En caso de crisis lo fundamental es la estrategia para enfrentarla. Una posibilidad es salir del tropezón para seguir el mismo camino; la otra es salir hacia otro modelo de desarrollo. Planteado de este modo la crisis puede ser vista como oportunidad de transformación.
¿Por qué crisis?
Porque de manera crónica hemos estado comprando más de lo que vendemos y para sostener ese ritmo, y un peso fuerte como moneda, se han vendido empresas y se ha endeudado al país. Ahora el pago de dividendos e intereses al exterior se suma al déficit de la balanza de bienes y servicios y para equilibrarlos se requieren montos importantes de entradas de dólares. Básicamente tenemos tres fuentes de recursos:
La más estable e importante son las remesas que envían los trabajadores mexicanos en el exterior. Estas se han fortalecido recientemente por el temor de que Trump las obstaculice más adelante.
Una segunda entrada, de la mayor importancia en las últimas décadas ha sido la entrada de inversión directa. Pero tiende a debilitarse por dos motivos. Uno es que el país ya vendió lo de mayor interés: banca, siderurgia, químicos, cerveza y otros alcoholes. Lo último, la joya de la propiedad pública, el petróleo, se vendió en pésimas condiciones, y vendemos el control de la energía eléctrica en pedacitos. Este segundo motivo augura mayor caída de la inversión directa por la creciente incertidumbre respecto a la relación comercial con los Estados Unidos.

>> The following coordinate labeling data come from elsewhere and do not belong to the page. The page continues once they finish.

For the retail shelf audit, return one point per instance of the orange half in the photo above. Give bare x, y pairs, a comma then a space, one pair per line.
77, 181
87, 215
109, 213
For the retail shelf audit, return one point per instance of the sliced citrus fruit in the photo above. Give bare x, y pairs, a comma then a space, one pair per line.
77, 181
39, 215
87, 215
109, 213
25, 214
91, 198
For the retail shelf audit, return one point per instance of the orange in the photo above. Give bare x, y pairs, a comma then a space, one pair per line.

La tercera gran entrada, la de inversiones especulativas, se ha venido al suelo. La baja de impuestos y el alza de la tasa de interés en los Estados Unidos crea condiciones favorables a la salida de capitales financieros de México. Aquí se compensa cuando Banxico eleva la tasa de interés, pero esto parece insuficiente y además genera problemas a las empresas y los consumidores.
En suma, el modelo económico mexicano ha funcionado, no muy bien que digamos, gracias a fuentes de financiamiento externas que le son indispensables para mantener un peso sobrevaluado, importar bienes artificialmente abaratados, hacer inversión productiva, pagar dividendos e intereses.

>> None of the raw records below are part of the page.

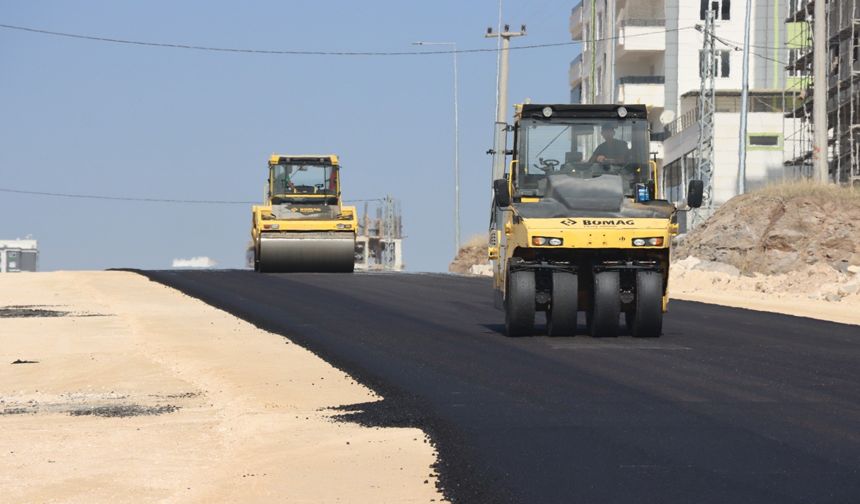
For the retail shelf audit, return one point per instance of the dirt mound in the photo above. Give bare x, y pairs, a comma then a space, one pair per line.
781, 229
472, 257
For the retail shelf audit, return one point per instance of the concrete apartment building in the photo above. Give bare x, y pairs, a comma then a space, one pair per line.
647, 51
843, 89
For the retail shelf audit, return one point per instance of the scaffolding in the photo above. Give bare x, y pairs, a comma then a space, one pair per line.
797, 126
843, 90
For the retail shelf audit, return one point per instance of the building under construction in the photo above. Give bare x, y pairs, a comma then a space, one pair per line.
843, 88
379, 244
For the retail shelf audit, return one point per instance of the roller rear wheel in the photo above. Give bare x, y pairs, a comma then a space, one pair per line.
561, 318
646, 321
520, 304
605, 305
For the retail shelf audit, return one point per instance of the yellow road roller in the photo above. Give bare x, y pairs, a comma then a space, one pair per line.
303, 224
578, 223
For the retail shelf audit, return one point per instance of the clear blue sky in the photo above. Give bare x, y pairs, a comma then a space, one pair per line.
80, 116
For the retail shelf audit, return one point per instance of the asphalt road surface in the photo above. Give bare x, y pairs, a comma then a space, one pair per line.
728, 406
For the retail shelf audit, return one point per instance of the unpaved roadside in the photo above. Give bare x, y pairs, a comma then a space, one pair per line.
761, 293
132, 392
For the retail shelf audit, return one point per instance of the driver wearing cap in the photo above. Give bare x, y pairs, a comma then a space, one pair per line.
612, 150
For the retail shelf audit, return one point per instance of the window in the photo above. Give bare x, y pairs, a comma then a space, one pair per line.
722, 9
855, 50
722, 63
834, 60
793, 56
598, 83
571, 147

Colocados en la perspectiva de prepararnos para lo peor cabría pensar en la posibilidad de una fuga de capitales. Esto se debe a que los inversionistas especulativos tienen un comportamiento de manada; otean el aire, miran de reojo a sus similares y tratan de adelantarse a lo que piensan que harán los otros. Todo lo demás no importa.
Ese comportamiento de manada se dio en 1994. Los inversionistas financieros mexicanos encabezaron una fuga de capitales que tomó por sorpresa a los inversionistas extranjeros. Había una doble interpretación de la situación. Los extranjeros creyeron las declaraciones oficiales; los grandes inversionistas mexicanos no confiaron en su propio candidato ganador, ya convertido en presidente.

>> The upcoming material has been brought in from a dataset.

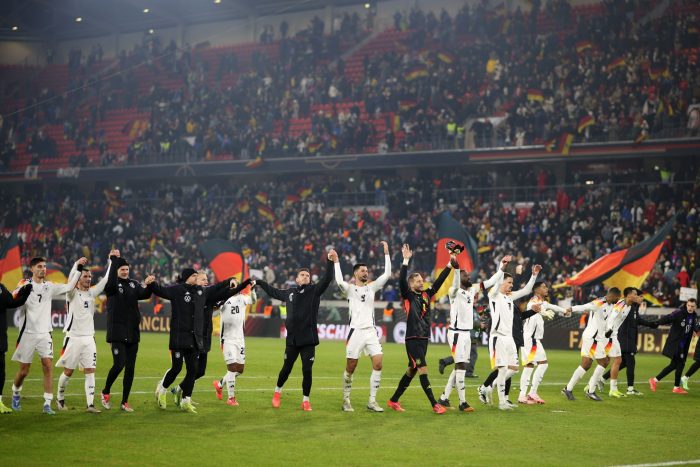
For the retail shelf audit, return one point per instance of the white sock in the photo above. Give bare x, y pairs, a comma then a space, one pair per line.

Aceleradamente, antes de lo que quisiera esta administración, se hacen evidentes las debilidades de un modelo fracasado. Prometer estabilidad es ilusorio, no solo por las tendencias de fondo de la economía sino, incluso más, porque la estabilidad depende de un pequeño número de mexicanos acostumbrados a enormes privilegios y a los movimientos especulativos.
Más que pedir una estabilidad que ya es imposible, habrá que ir pensando en cómo enfrentar la crisis que viene. Gane quien gane.